Vous prêchez un convaincu et je pense que cette situation exceptionnelle est la bonne opportunité pour le faire. Si l’ambition reste de donner une issue sportive à la saison, cela passe peut-être par un système de play-off qui n’imposera pas un nombre de matchs déraisonnable. Et pour aller plus loin, je suis certain qu’il y a de nouveaux modèles à mettre en place.

Cette semaine le président de l’OGC Nice, Jean-Pierre Rivère, a proposé de démarrer la prochaine saison en février. Cela vous semble être une bonne idée ?

Vous imaginez bien qu’en tant que médecin du sport je ne peux que militer pour jouer moins en hiver et plus au printemps, un peu comme USA. Le schéma actuel favorise l’inverse donc si jouer de février à décembre permet de faire évoluer cela je suis pour et je milite pour.

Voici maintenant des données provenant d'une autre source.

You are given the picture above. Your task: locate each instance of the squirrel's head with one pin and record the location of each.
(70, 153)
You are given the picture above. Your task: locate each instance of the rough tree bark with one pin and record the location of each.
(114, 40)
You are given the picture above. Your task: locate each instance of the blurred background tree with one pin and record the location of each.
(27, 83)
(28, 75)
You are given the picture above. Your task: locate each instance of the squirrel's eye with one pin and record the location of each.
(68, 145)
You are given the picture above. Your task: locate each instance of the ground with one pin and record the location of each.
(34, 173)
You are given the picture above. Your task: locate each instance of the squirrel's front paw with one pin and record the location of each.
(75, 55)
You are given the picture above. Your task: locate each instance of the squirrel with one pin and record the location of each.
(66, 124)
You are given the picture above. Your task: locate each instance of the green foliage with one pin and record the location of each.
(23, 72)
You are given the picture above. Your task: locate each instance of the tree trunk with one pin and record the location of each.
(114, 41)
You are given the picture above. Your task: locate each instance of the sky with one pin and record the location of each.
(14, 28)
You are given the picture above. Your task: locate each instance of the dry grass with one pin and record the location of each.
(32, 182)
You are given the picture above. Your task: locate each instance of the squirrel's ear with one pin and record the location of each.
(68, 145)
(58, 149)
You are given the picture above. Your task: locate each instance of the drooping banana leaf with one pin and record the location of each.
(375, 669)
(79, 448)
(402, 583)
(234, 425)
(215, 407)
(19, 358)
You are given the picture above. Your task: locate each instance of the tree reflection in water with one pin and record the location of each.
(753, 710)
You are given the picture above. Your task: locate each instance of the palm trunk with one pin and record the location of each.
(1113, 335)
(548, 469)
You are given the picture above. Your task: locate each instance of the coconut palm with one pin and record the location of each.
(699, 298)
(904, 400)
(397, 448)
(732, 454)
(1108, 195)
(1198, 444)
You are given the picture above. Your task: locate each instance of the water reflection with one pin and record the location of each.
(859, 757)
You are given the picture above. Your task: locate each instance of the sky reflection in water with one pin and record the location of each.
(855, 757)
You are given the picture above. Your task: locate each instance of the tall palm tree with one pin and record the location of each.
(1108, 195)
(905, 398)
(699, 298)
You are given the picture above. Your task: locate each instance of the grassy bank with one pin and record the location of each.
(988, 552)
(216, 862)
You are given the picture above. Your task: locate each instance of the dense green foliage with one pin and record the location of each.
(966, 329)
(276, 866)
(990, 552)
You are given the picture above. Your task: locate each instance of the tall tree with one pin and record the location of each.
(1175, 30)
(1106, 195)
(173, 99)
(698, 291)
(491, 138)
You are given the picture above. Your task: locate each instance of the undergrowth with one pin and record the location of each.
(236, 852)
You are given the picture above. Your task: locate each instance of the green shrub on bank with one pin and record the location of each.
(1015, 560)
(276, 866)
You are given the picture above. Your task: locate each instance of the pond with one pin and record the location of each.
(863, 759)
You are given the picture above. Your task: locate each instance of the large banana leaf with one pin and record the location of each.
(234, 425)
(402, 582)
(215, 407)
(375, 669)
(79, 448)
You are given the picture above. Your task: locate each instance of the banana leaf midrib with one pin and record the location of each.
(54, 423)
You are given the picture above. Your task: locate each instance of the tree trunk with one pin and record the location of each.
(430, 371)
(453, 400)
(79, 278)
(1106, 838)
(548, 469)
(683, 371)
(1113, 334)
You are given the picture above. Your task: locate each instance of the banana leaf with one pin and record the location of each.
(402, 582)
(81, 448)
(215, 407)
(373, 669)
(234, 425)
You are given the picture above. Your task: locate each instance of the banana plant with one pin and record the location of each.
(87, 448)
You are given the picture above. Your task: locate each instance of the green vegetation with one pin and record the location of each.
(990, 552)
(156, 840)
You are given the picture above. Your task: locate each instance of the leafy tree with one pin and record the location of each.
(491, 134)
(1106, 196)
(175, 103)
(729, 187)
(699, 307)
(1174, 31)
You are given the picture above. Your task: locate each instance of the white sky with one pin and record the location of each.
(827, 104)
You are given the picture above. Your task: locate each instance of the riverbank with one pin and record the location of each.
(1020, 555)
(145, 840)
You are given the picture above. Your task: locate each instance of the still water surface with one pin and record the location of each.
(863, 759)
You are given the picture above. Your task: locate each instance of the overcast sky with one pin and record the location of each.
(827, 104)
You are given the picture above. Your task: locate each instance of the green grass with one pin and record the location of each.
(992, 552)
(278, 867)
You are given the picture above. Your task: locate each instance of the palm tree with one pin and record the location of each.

Et cela vaut pour tous les niveaux. Mon rôle de médecin de sport est de conseiller les instances sur l’aspect santé, mais je pense que cela va même au-delà. Le football en a besoin à tous les niveaux, pour faire revenir le public dans les stades et les joueurs amateurs sur les terrains. Derrière l’urgence de l’épidémie, derrière la lutte contre sa propagation qui doit être notre priorité aujourd’hui, il y a de grandes réflexions à mener à tous les niveaux, de grandes décisions à prendre, et le sport comme le football ne sont surtout pas exclus de cette remise en question.